Coluna Pão e Pedras: Amenidades e Poesia 

Texto de Kauê Avanzi

Arte de Enéas Ribeiro 

Assim Deus criou os seres humanos;

E ele os criou parecidos com Deus.

Ele os criou homem e mulher, e os abençoou dizendo:

-Tenham muitos e muitos filhos;

Espalhem-se por toda a terra e a dominem.

Genesis, Cap. 1, Ver 27.

 

Não basta ensinar ao homem uma especialidade. Porque se tornará assim uma máquina utilizável, mas não uma personalidade. É necessário que adquira um sentimento, um senso prático daquilo que vale a pena ser empreendido, daquilo que é belo, do que é moralmente correto. A não ser assim, ele se assemelhará, com seus conhecimentos profissionais, mais a um cão ensinado do que a uma criatura harmoniosamente desenvolvida. Deve aprender a compreender as motivações dos homens, suas quimeras e suas angústias para determinar com exatidão seu lugar exato em relação a seus próximos e à comunidade.

Alber Einstein – Como vejo o mundo.

O momento da criação é sempre algo profundamente significativo. Algo de novo surge desta singular e contraditória relação entre criador e criatura, entre sujeito e objeto. Podemos afirmar, com certa dose de certeza, que no mundo moderno o trabalho é, por excelência, o meio pelo qual o criador constitui a criatura. Logo, o ser humano que, através de seu trabalho, transforma uma forma dita “natural” em algo que lhe é útil de alguma maneira está, simultaneamente, sendo transformado por esta.

            O trabalho se constitui no fato de tornar útil um elemento da natureza para que este sirva para o próprio desenvolvimento daquele que, a princípio, trabalha. É uma relação contraditória e dependente, no sentido em que a pessoa que trabalha (o sujeito) só o faz na medida em que há algo a ser trabalhado (objeto). Desenvolvendo as potencialidades de determinado elemento, transformando um pedaço de pedra em martelo, por exemplo, o humano desenvolve uma nova ferramenta, acrescentando-lhe algo, na mesma medida em que esta ferramenta lhe potencializa os trabalhos posteriores. A cena inicial do filme 2001, Uma Odisseia no Espaço, de Stanley Kubrick, onde hominídeos passam a se utilizar de pedaços de ossos como ferramenta e como arma para dominar territórios e conseguir mais comida ilustra muito bem como este processo se constituiu na história humana. Mas vivemos, neste momento, um novo gênesis. Explico.

            Hoje fui ao banco. Não precisei sair de casa para fazê-lo. Por um aplicativo de celular pude realizar todas as tarefas que necessitava, sem precisar recorrer a filas, encontros com funcionários, nem sequer precisei me deslocar do sofá de minha casa. Pensando ao nível da superfície, tornar mais simples esta tarefa me poupou um bom pedaço do meu dia, o qual pude me ocupar de outras coisas, entre elas escrever este texto que você, leitor, sem necessidade alguma de ir à banca de jornal ou qualquer outro estabelecimento comercial, pode ver da tela de seu celular ou computador. Esta, e outras tecnologias agilizam, poupam tempo no nosso cotidiano, tornam a vida mais ágil e econômica. Mas isso, mais uma vez, se observarmos este fenômeno de maneira meramente superficial.

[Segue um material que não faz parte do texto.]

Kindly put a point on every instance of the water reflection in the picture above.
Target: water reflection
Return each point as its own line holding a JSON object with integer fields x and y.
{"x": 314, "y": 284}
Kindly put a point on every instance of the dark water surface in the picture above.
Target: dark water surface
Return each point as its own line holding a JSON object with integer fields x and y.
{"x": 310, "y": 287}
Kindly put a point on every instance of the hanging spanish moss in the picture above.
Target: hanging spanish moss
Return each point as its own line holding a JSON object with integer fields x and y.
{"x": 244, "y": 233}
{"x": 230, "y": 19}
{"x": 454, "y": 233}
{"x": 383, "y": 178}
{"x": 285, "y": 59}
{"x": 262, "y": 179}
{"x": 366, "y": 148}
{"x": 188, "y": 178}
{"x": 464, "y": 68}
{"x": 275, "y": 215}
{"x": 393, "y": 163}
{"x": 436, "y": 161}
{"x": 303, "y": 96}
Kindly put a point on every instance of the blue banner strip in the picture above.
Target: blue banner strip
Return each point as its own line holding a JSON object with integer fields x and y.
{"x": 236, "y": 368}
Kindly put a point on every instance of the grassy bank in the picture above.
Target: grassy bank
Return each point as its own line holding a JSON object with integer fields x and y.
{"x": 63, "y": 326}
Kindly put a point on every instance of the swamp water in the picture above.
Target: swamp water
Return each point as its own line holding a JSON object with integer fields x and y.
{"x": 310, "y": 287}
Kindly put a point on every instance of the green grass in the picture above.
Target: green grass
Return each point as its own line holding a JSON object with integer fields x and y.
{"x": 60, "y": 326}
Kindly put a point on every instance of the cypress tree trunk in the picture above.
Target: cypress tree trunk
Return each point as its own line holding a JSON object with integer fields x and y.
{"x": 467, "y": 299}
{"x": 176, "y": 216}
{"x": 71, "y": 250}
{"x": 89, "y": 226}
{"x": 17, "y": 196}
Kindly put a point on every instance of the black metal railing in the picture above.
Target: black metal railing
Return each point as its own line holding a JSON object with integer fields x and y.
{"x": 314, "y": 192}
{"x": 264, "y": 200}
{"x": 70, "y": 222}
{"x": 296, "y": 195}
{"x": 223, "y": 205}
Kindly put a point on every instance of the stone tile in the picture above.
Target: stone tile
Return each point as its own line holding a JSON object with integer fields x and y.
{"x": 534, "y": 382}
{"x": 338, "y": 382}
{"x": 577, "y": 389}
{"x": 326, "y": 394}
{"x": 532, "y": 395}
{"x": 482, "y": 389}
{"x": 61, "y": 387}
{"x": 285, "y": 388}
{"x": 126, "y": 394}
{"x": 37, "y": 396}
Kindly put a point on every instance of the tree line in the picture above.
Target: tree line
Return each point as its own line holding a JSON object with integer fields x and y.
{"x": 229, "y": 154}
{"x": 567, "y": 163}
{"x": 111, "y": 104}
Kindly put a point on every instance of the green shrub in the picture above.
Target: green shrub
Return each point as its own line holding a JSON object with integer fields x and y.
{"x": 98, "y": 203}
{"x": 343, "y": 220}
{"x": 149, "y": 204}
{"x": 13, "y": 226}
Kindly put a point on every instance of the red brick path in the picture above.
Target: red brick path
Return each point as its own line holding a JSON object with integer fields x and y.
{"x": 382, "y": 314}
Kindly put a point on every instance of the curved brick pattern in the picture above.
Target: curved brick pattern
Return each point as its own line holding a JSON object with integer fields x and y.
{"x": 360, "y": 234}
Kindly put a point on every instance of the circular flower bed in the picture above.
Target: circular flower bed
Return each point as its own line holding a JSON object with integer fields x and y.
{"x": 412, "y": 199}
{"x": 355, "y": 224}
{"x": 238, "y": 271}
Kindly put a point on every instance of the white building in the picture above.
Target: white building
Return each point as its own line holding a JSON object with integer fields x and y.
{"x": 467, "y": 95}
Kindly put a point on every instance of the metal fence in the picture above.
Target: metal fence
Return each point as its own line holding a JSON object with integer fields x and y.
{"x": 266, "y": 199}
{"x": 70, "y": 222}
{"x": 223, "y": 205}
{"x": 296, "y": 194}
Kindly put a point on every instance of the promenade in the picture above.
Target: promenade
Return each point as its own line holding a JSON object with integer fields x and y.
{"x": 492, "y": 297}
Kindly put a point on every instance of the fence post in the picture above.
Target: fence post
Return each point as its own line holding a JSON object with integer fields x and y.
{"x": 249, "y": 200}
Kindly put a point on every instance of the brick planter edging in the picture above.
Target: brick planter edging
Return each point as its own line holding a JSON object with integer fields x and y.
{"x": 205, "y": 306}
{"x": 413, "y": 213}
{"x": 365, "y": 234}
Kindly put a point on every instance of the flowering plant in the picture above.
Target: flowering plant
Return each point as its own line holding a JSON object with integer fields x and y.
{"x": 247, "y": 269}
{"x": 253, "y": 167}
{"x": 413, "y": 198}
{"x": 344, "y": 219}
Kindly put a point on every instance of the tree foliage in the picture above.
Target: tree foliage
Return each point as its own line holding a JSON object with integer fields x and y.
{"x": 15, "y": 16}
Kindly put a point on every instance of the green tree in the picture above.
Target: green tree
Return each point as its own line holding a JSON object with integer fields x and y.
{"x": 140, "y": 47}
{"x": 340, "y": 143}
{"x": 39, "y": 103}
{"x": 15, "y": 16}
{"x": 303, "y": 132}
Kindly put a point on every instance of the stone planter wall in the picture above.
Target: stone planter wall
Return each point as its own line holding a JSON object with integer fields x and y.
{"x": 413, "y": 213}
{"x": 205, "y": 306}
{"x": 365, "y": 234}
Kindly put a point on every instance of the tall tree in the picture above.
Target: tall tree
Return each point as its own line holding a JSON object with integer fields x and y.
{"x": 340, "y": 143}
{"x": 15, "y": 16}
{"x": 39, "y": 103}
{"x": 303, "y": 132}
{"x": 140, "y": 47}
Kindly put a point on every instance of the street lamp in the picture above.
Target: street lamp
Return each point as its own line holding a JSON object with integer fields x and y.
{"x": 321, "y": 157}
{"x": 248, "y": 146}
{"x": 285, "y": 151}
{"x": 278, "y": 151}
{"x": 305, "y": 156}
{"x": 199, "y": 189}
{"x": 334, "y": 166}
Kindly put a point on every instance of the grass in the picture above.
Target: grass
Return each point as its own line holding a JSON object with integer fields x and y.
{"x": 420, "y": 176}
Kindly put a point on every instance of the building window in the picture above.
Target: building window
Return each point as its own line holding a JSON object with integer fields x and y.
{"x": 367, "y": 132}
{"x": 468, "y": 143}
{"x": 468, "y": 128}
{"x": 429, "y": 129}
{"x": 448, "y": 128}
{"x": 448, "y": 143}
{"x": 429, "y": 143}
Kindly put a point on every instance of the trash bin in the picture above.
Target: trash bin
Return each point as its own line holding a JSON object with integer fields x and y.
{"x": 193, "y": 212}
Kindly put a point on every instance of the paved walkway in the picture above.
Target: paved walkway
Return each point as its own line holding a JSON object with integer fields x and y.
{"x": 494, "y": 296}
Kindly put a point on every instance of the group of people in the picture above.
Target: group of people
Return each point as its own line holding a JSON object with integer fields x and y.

            A automação e a inteligência artificial colocam novas questões para o nosso tempo, trazem uma reinvenção do cotidiano que atinge, inevitavelmente também os ambientes educativos. Um estudo intitulado “O futuro do Emprego no Brasil: estimando o impacto da automação” conduzido pelo Laboratório do Futuro da Universidade Federal do Rio de Janeiro nos mostra uma possibilidade de futuro que é bastante assustadora se pensarmos a atual condução das políticas públicas de cunho neoliberal, individualizantes e privatizantes que  nosso país tem tomado para si. Segundo ele, 60% dos empregos formais do Brasil estão em alto risco de extinção por sua substituição por inovações técnicas nos próximos 20 anos, sendo este índice de 68% para aqueles que não completaram o ensino superior, e de 37% para aqueles que completaram[1]. Ou seja, se voltarmos a pensar na minha ida ao banco, ou na sua leitura deste texto, o aplicativo de celular que utilizei acabou com o emprego de um grande número de bancários. Só em 2019 foram 9 463 demissões no setor com reduções salariais de até 36% para aqueles que permanecem trabalhando, segundo o CAGED (Cadastro Geral de Empregados e Desempregados) do IBGE, apesar dos recordes seguidos de lucros o setor bancário, que cresceram 18% em 2019[2]. Por outro lado, ao ler esta notícia no seu celular você deixa de ir a banca de jornal e gerar renda e emprego para o (nem sempre) simpático vendedor de jornais, já que temos um encolhimento de 17% dos empregos neste setor[3], isso sem citar a quebra que vivemos recentemente no mercado editorial, com seis anos seguidos de retração[4].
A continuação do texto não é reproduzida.